|Timothy A. Barton and Steven T. Smith
MIT Lincoln Laboratory
244 Wood Street
Lexington, MA 02173-9108
tel: (781) 981-3278
Abstract Adaptive nulling algorithms require a good estimate of the interference covariance matrix. In situations with limited sample support, such an estimate is not available unless there is covariance structure to be exploited. In applications such as space-time adaptive processing (STAP), where one may be attempting to null clutter in range and doppler, the underlying covariance matrix may be structured (e.g., block Toeplitz), and it is possible to exploit this structure to arrive at improved covariance estimates.
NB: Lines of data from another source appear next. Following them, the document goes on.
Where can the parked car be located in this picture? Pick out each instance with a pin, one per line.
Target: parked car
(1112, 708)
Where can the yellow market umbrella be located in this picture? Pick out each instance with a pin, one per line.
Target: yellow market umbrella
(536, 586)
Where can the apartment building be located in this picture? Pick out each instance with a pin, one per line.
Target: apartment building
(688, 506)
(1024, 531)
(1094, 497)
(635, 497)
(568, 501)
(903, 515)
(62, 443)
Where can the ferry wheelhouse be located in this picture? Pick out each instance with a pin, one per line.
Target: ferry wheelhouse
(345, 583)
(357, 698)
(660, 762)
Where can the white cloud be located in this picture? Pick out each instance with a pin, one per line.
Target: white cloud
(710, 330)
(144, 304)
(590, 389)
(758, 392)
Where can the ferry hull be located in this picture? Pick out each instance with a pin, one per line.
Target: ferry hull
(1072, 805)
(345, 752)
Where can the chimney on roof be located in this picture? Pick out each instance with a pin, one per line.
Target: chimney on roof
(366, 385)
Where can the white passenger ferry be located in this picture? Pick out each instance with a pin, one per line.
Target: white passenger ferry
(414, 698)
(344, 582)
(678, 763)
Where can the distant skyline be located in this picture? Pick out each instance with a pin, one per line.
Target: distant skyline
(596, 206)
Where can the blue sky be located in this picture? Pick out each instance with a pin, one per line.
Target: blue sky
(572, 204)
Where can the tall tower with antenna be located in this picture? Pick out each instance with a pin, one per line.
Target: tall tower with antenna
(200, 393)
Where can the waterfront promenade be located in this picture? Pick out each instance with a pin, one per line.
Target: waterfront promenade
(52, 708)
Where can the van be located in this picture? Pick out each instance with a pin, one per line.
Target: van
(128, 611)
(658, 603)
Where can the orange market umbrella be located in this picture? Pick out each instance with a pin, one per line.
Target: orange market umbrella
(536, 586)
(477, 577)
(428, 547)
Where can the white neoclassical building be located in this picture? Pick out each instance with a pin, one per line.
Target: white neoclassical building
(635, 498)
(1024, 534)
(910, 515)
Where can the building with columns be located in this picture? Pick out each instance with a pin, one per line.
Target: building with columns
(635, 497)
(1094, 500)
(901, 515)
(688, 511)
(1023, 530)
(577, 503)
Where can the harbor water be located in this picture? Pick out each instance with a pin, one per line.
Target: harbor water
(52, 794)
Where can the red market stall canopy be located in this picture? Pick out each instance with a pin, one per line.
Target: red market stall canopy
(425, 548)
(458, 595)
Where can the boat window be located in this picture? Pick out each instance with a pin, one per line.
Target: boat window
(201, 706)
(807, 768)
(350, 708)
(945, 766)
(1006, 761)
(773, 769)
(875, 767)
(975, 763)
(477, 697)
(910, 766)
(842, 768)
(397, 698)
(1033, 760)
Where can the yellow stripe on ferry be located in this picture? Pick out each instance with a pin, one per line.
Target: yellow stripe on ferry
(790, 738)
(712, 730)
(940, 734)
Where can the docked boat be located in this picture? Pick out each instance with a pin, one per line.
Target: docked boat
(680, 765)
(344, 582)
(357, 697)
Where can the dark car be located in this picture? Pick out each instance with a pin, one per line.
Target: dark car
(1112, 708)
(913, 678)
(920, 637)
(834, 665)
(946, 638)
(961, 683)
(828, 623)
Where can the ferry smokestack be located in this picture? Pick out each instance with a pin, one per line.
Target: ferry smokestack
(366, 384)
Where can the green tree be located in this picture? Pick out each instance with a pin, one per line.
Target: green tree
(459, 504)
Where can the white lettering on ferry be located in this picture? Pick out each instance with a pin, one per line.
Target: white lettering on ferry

Several structured covariance matrix estimators have been proposed for this purpose, including estimators that project the sample covariance matrix into the structured covariance matrix constraint set, as well as maximum likelihood (ML) estimators. The efficacy of several of these are analyzed in this talk in the context of a fully optimum STAP algorithm as well as several reduced-dimension sub-optimum STAP algorithms. The SINR losses resulting from these different algorithms are compared. In particular, an example illustrating the superior performance resulting from a new maximum likelihood algorithm (based on the expectation-maximization (EM) algorithm) is demonstrated using simulation and experimental data from the Mountaintop data set. It is shown specifically that for a low sample support, positive definite, sample covariance matrix, the SINR losses achieved away from main lobe clutter can be much greater for the projection covariance matrix estimators than that achieved using the EM algorithm-based ML estimator. In addition, the doppler coverage near main lobe clutter may also be significantly reduced when using the considered non-ML covariance matrix estimators.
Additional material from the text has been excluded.